Deleting frequently can cause a lot of performance issues. MyISAM will lock the entire table and InnoDB will dedicate more resources to it and slow down the entire server, it also has to check for FK constraints even if there isn’t any (I think).

I’m not a DB guy, so that’s about the limit of my knowledge about this. :smile:

Select = Easy
Insert = Moderate
Update/Delete = Hard

Well, I’m not sure what qualifies as “frequent”. I need to do it once per day (overnight) and I might consider doing it every 6 hours, which would be 4 times a day. I don’t think that qualifies as “frequent” but maybe I’m wrong. And it’s not just a handful of records, it’s probably about 8000, which I don’t know if that qualifies as a lot or not either.

In file system structures you don’t want to delete and reuse over and over again. I wasn’t sure if the same philosophy applied to MySQL structures as well.

Perhaps I’m being dense here, but why are you deleting, then adding the data back in. Why not just UPDATE the rows instead? It’s a lot less overhead, and a much smaller chance of your tables getting FUBARed.

Seems to me UPDATE should help reduce the work involved re-indexing the table.

Updating doesn’t remove the records that are no longer applicable.

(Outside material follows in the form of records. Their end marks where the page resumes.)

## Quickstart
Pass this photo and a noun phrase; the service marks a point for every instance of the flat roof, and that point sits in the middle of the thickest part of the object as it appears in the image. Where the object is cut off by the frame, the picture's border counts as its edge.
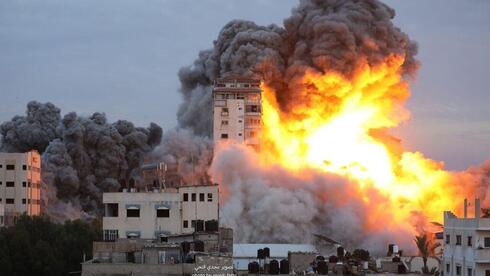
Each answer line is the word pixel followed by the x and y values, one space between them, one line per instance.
pixel 249 250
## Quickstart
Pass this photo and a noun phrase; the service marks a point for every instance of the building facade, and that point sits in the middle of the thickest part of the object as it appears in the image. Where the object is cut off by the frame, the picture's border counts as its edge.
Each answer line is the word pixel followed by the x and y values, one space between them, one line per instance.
pixel 2 215
pixel 20 184
pixel 237 110
pixel 159 175
pixel 466 243
pixel 160 213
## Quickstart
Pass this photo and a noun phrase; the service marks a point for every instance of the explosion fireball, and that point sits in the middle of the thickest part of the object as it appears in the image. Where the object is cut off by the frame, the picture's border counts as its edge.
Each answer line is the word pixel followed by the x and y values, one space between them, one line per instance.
pixel 335 78
pixel 340 127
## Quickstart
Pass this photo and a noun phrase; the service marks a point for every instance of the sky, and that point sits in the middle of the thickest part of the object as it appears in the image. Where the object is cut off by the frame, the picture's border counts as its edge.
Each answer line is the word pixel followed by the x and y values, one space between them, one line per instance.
pixel 121 57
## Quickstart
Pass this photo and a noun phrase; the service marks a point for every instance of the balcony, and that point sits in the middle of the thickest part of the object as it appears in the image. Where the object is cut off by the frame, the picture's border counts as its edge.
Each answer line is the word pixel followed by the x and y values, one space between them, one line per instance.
pixel 482 255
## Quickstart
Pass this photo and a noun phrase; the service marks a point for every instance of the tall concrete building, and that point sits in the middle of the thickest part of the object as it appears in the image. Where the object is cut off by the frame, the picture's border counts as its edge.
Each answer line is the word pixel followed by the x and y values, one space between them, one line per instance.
pixel 466 243
pixel 237 110
pixel 20 184
pixel 160 213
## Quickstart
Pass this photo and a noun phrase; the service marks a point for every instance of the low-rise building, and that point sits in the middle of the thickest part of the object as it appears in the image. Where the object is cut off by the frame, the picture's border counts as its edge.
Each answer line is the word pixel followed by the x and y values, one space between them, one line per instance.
pixel 160 213
pixel 20 184
pixel 466 243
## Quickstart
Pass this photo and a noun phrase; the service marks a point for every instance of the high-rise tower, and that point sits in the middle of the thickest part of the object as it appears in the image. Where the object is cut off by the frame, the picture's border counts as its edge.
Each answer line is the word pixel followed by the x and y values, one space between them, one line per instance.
pixel 237 110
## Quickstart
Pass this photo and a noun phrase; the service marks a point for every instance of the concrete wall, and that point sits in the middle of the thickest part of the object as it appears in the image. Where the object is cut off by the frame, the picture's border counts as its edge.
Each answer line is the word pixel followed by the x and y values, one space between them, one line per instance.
pixel 300 261
pixel 474 256
pixel 234 96
pixel 2 215
pixel 148 225
pixel 26 176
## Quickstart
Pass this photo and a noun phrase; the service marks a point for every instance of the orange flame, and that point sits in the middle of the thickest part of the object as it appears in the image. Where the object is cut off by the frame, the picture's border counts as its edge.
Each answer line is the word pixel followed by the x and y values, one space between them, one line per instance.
pixel 339 125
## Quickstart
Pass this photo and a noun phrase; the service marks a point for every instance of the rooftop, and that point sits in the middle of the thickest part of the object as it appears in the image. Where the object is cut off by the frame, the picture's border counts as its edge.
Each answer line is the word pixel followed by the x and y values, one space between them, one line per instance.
pixel 249 250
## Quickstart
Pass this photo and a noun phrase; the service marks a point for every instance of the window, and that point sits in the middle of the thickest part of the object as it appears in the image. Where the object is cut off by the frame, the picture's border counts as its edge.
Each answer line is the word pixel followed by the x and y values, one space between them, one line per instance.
pixel 112 210
pixel 133 213
pixel 111 235
pixel 486 241
pixel 252 108
pixel 163 213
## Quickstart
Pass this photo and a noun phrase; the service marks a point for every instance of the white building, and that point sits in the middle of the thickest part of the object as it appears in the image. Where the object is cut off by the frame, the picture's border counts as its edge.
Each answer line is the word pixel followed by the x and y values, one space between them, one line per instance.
pixel 466 243
pixel 237 110
pixel 161 213
pixel 20 184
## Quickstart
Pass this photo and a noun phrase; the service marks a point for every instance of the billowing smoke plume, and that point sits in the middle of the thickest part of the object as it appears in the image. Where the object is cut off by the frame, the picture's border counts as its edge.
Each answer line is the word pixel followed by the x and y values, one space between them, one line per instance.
pixel 320 36
pixel 276 205
pixel 81 157
pixel 191 154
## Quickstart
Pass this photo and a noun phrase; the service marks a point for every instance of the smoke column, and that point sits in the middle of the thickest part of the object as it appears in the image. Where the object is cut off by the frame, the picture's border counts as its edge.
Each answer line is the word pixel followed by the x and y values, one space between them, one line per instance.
pixel 82 157
pixel 320 37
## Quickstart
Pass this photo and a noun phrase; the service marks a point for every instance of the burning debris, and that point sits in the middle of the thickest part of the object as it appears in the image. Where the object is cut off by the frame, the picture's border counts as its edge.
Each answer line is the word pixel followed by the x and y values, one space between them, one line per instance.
pixel 82 157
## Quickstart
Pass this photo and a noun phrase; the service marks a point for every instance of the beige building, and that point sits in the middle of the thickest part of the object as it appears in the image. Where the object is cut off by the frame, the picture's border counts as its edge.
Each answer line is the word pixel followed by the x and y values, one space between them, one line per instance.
pixel 159 175
pixel 20 184
pixel 466 243
pixel 2 215
pixel 237 110
pixel 160 213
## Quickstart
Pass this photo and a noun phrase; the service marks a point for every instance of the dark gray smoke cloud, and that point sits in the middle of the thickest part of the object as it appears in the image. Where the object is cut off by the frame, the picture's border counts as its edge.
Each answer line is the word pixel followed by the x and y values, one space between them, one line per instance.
pixel 320 35
pixel 81 156
pixel 33 131
pixel 272 205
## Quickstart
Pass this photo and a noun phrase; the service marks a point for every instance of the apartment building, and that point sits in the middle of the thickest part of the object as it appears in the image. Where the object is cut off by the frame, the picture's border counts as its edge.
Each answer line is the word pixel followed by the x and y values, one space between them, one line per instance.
pixel 466 243
pixel 237 110
pixel 20 184
pixel 2 215
pixel 160 213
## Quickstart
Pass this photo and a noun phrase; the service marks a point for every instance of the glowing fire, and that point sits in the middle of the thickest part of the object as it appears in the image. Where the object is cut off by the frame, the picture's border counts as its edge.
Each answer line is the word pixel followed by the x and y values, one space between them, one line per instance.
pixel 339 125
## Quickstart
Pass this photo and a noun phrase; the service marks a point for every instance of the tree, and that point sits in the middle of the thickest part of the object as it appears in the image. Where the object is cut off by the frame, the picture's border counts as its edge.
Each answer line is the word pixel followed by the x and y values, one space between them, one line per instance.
pixel 37 246
pixel 426 247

If the table has the data:

1 | resource | cold
2 | resource | warm
3 | resource | chill

And when I get updated information to put into the table, and it turns out that #2 is removed, how am I suppose to know to remove #2? The updated information contains:

1 | resource | cold
3 | resource | chill
4 | resource | new

I need to put that information exactly into the table. The simpliest way is to remove everything and then add in the above information. That way #2 is removed and #4 is added.

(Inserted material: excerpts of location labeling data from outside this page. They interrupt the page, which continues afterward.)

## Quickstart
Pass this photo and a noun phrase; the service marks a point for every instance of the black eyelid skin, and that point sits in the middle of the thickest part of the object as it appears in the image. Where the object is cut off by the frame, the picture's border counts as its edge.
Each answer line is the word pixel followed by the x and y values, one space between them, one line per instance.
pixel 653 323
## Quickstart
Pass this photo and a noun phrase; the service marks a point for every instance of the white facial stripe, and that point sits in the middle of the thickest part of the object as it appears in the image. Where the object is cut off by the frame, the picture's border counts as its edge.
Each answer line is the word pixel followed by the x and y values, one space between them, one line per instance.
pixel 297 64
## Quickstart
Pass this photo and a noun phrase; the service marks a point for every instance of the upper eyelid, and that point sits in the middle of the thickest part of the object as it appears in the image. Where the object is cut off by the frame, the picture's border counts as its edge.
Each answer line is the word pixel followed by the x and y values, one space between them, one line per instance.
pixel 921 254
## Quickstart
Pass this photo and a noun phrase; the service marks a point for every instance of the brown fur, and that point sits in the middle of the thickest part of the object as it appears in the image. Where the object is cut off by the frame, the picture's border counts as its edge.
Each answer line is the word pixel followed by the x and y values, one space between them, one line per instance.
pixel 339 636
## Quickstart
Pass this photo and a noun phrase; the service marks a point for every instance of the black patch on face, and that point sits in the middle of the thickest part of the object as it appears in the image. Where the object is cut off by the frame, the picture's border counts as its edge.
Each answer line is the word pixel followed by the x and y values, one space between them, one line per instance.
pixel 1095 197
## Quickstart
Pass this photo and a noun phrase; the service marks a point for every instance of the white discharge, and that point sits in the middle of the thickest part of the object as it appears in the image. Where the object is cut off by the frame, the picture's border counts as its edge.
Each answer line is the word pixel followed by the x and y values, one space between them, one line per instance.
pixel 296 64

How else could this be accomplished? The only other way I can think of, would be to add a removal flag field

1 | resource | cold | 0
2 | resource | warm | 0
3 | resource | chill | 0

run an update to set the removal flag:

1 | resource | cold | 1
2 | resource | warm | 1
3 | resource | chill | 1

INSERT or UPDATE all new information, setting the removal flag to 0 on affected row:

1 | resource | cold | 0
2 | resource | warm | 1
3 | resource | chill | 0
4 | resource | new | 0

then deleting records that have the removal flag set

1 | resource | cold | 0
3 | resource | chill | 0
4 | resource | new | 0

I’m not sure if that’s any better than deleting and readding. This seems to consist of more computational overhead, but it may be better. I’m no expert on this.

Maybe a DELETE for only those that need to be deleted and an
INSERT IGNORE ?

That would do away with deleting rows only to insert them again.

Maybe I’m the odd one here but I think it’s ok. For example, say you got 6000 records and need to delete 5900 under a single transaction. If that’s the case then I think it’s ok.

What I would do is add 1 more column ‘Archived’ w/ boolean value. Any record you want to delete, you would update that column value to be ‘true’. Then you would execute daily/weekly db clean up that deletes all records that have Archived=true. Sometimes you may not want to delete…incase you’ve done it accidentally. This approach will also give some reliability to rollback the data.

1 Like

You’re right. It really depends on the needs.

I would do updating and insert but then… 9000 records is nothing. The time to do the changes is important so the database doesn’t interrupt any important job. But apart from that…

In this particular case, and with such a low number of records, it doesn’t matter that much.

This topic was automatically closed 91 days after the last reply. New replies are no longer allowed.